In February 2002, the Optical Storage Technology Association (OSTA) unveiled its MultiPhotoVideo (MPV) specification, which they hoped would one day standardize the way in which digital media files were stored and shared. Nearly two years later to the day, OSTA proudly announced that industry-leading digital camera manufacturers and imaging software companies, including HP, Nikon, Olympus, Samsung, and Software Architects, have officially affirmed their support for the spec and plan on implementing MPV in their products.
MPV provides the standards for structuring metadata that can store information relative to how a media file was created—such as whether a photo was a panoramic or standard-ratio shot. This spec is designed to be the answer for faster, more robust playback of consumers' digital media collections on DVD players, digital video recorders, and PC software. "The intent of MPV is to link the authoring devices with the playback or consumption devices," says Felix Nemirovsky, chair of OSTA's MultiRead Committee and CEO of Chuba Consulting, a company that provides new product development consulting for high-tech firms. "It is the glue that holds the experience that you had while taking the picture to the experience you have when you consume it."
HP has adopted the MPV specification for use in their Image Zone imaging and printing software, which is bundled with most HP Pavilion PCs and notebooks as well as their imaging and printing products. Nikon Corporation will incorporate MPV into its latest photo management software release, dubbed PictureProject. On the hardware side of the digital camera fence, Olympus has developed a prototype digital camera that includes MPV. The company also chairs the OSTA specification group that is defining the use of MPV on portable flash storage cards.
While the XML that MPV is based on is ubiquitous, MPV isn't a one-size-fits-all specification; it's broken down by how you would use it. "The format consists of the core spec, which is like an engine that can be used in many different directions," says Nemirovsky. "We add a profile to the engine to do different things," he explains, meaning that the MPV spec can be shaped to fill whatever needs are demanded of it.

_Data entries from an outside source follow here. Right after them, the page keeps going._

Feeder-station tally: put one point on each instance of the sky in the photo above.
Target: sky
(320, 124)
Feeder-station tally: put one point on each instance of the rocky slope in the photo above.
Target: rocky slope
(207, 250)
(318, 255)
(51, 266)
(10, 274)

"The key purpose of OSTA is to promote growth in a particular area, not make a profit," says Nemirovsky. "We want to let companies bring their understanding to us, and we can see if we can roll MPV to meet their needs." The camera and imaging industry has realized the value of "structure without boundaries," as Nemirovsky puts it. "The camera field, with all the features that they're introducing, is starving for some kind of structure."
Around the same time that the aforementioned digital camera manufacturers announced their support, OSTA released a handful of new profiles. The profiles that have been ratified are the basic, presentation, and music. The basic is the minimal spec; all usage of MPV should have this built in. The presentation profile goes into more detail, helping to ease the presentation of collections of digital media files. The music profile allows metadata to describe information about songs like album, genre, etc.
When asked about the possibility of a video profile, Nemirovsky demurred, resisting such a broad classification. "There are different applications for video. To say that their consumption or structure is the same is utterly false." This fact cuts right to the heart of how MPV will evolve. "Once the concept of MPV is understood, companies with different applications will know best how to implement them," he concludes.
The missing piece of the MPV puzzle has been the lack of DVD players with the specification built in. While the MPV-formatted data should still work on non-MPV DVD players—assuming the player can natively access the files—consumers won't be able to make use of the available metadata. Recently, Samsung has stepped forward to announce its commitment to use MPV technology. At PMA, Samsung teamed with Olympus to demonstrate the MPV experience through the playback of content from an MPV-enabled digital camera on an MPV-enabled DVD player.
The stars seem to be aligning for universal MPV, but a potentially dark cloud hovers on the horizon in the form of a rival format known as HighMAT, which is backed by Microsoft and Panasonic. "From OSTA's point of view, we were addressing a need in the marketplace. What Microsoft does is address a need of their OS," states Nemirovsky. And in his opinion, this difference could be HighMAT's downfall, as Microsoft pushes for a royalty-based (if you want to use it with non-Microsoft products), PC-centric model.
Nemirovsky, and OSTA as a whole, have been satisfied with MPV's progress these last two years. Currently, there are numerous profiles being developed by various companies and organizations. "We at OSTA are sifting through them to make sure that they're heading in the right direction," says Nemirovsky. Konica Minolta has been providing leadership on the portable storage profile, which will allow for the storage and update of photo and video files on CD, DVD, and portable storage media, including memory cards and hard disk drives. Another vital profile in the works, the CE Playlist, comes from Software Architects, Inc., which is developing the validation test tools and software developer kit that will make it easy for manufacturers to create compliant products and ensure reliable playback on MPV-enabled products.